The Route Up Link Sar: A Herd of Ibex Showed the Way

The following is a little add-on to last week’s Weekend Warm-Up about Link Sar.

In 2019, alpinists Mark Richey, Steve Swenson, Chris Wright, and Graham Zimmerman notched the first ascent of Link Sar’s Southeast Face (7,041m) in the Karakorum.

Their alpine-style ascent earned the four elite climbers the prestigious Piolet d’Or. Link Sar posed a perilous, high-altitude, multi-year project. Bagging the unclimbed Southeast Face required patience, persistence, and guidance from a few Himalayan ibex. (We’ll get there.)

The expedition pit the quartet of mountaineers against three solid months in the Karakorum — long even by high-alpine standards. But the road to the team’s first ascent was far longer.

The 20-year road to Link Sar

Link Sar advanced basecamp

Photo: Graham Zimmerman

 

It began almost 20 years earlier, when a young Jimmy Chin shared photos of a monstrous, far-off peak in Pakistan’s Kondus Valley with fellow mountaineer Steve Swenson.

Swenson made his first attempt on Link Sar’s southeast face in 2001. “We didn’t have the time or resources to get much higher than about 5,200m, but this route seemed promising, and we planned to return,” he recalled in the American Alpine Journal.

Soon after Swenson returned to the U.S., escalating tensions between Pakistan and India prompted Pakistan to close the Kondus region to climbing. “I applied for and was denied a Link Sar permit in 2004, 2005, 2006, and 2007,” said Swenson.

In an essay for Alpinist, Zimmerman wrote: “The southeast wall of Link Sar stuck in Steve’s mind as a riddle to solve. Near the end of the [2001] expedition, he scrambled up a different approach to the wall…through lower bluffs and ibex pastures. Just below the steepest part of the Southeast Face, he studied the convoluted ridges, hanging ice and intricate buttresses…

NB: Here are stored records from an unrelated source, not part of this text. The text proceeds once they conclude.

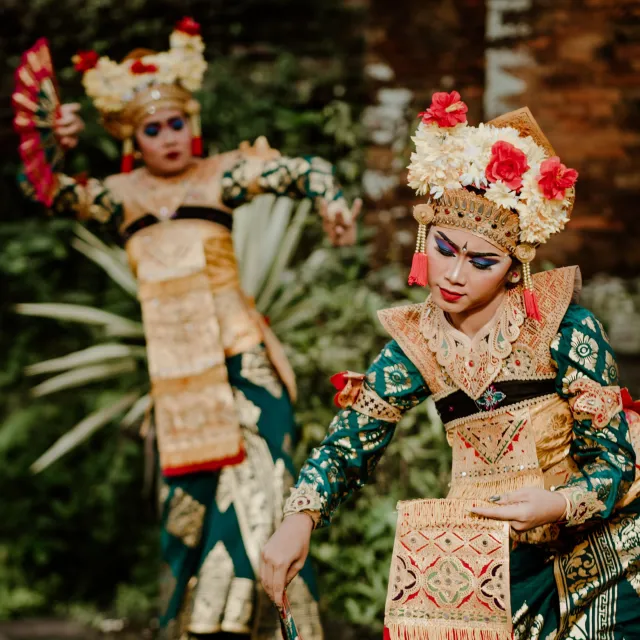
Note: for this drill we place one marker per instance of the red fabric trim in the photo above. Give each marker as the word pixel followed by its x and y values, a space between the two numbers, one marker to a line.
pixel 419 269
pixel 210 465
pixel 196 146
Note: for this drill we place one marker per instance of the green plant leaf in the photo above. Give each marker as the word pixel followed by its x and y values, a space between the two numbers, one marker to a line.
pixel 82 431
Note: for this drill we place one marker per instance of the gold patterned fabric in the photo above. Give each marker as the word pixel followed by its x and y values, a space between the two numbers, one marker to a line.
pixel 449 574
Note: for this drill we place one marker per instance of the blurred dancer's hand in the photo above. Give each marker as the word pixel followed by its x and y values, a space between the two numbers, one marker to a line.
pixel 339 222
pixel 284 555
pixel 526 508
pixel 68 125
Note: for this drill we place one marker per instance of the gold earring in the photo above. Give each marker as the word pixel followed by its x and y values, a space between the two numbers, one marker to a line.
pixel 514 276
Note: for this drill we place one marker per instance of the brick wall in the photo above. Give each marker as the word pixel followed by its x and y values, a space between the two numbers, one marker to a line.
pixel 575 63
pixel 414 47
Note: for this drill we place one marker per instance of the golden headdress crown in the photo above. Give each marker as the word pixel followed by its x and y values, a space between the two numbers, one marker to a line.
pixel 501 180
pixel 126 92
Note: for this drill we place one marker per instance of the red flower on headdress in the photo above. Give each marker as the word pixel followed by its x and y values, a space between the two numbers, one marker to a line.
pixel 139 68
pixel 507 163
pixel 188 26
pixel 446 110
pixel 85 60
pixel 555 179
pixel 628 402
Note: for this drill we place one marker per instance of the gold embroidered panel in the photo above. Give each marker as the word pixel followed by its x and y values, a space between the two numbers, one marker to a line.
pixel 508 348
pixel 588 574
pixel 494 455
pixel 449 574
pixel 239 328
pixel 196 420
pixel 142 193
pixel 591 401
pixel 185 518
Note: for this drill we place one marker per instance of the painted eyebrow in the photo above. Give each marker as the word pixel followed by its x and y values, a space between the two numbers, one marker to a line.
pixel 470 254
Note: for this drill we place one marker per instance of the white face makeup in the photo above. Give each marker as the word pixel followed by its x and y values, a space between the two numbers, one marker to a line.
pixel 164 139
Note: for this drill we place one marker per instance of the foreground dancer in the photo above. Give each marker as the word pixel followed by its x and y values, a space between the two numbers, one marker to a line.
pixel 526 385
pixel 221 385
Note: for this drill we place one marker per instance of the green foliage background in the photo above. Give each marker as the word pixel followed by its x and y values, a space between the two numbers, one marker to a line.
pixel 82 532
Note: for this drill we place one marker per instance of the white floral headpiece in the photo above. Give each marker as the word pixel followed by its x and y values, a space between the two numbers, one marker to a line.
pixel 508 167
pixel 112 85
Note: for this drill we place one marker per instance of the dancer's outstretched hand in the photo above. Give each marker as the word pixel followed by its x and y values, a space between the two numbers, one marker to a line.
pixel 526 508
pixel 68 125
pixel 284 555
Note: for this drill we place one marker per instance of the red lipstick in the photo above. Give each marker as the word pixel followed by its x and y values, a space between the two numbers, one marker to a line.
pixel 450 296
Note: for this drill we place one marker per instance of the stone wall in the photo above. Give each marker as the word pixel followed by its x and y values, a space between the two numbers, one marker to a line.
pixel 575 63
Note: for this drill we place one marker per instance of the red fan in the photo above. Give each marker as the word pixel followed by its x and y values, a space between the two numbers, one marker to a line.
pixel 36 105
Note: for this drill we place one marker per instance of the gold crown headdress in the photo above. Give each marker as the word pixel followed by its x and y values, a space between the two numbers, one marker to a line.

“In 2015, he observed the same features again from Changi Tower, and he thought that he could see a passage to the summit.”

Himalayan ibex, natural routefinders in the Greater Ranges. Photo: Shutterstock

Follow the ibex…

Zimmerman was with Swenson on the Changi Tower in 2015 and became similarly enamored with Link Sar’s potential. So in 2017, Swenson, Zimmerman, and Chris Wright arrived at the Southeast Face. The trio spent two months attempting to complete what Swenson started in 2001.

[Zimmerman,  AAJ]: “We clambered up ridges that wound to nowhere or ended in slopes under the threat of serac walls. We spotted a small glacier on the north side of the main ridgeline that seemed to bypass all these difficulties, but we couldn’t see a way to get over the ridge and down onto the glacier.”

The three men resigned from the push, retreating to Advanced Base Camp. And this is where the ibex come in.

“We noticed that an ibex herd was crossing this complex ridge system, so we followed their tracks over ‘Ibex Pass’ and found a way onto the little glacier and up to the site of Camp I,” said Zimmerman. “The route we’d discovered was relatively safe from overhead hazard, but intense storms [foiled] us again and again, far below the summit…[But] We all knew we’d be coming back.”

And they were right.

Goat and sheep trails are common sights on steep mountainsides, but how often do alpine animals give mountaineers the key to a route?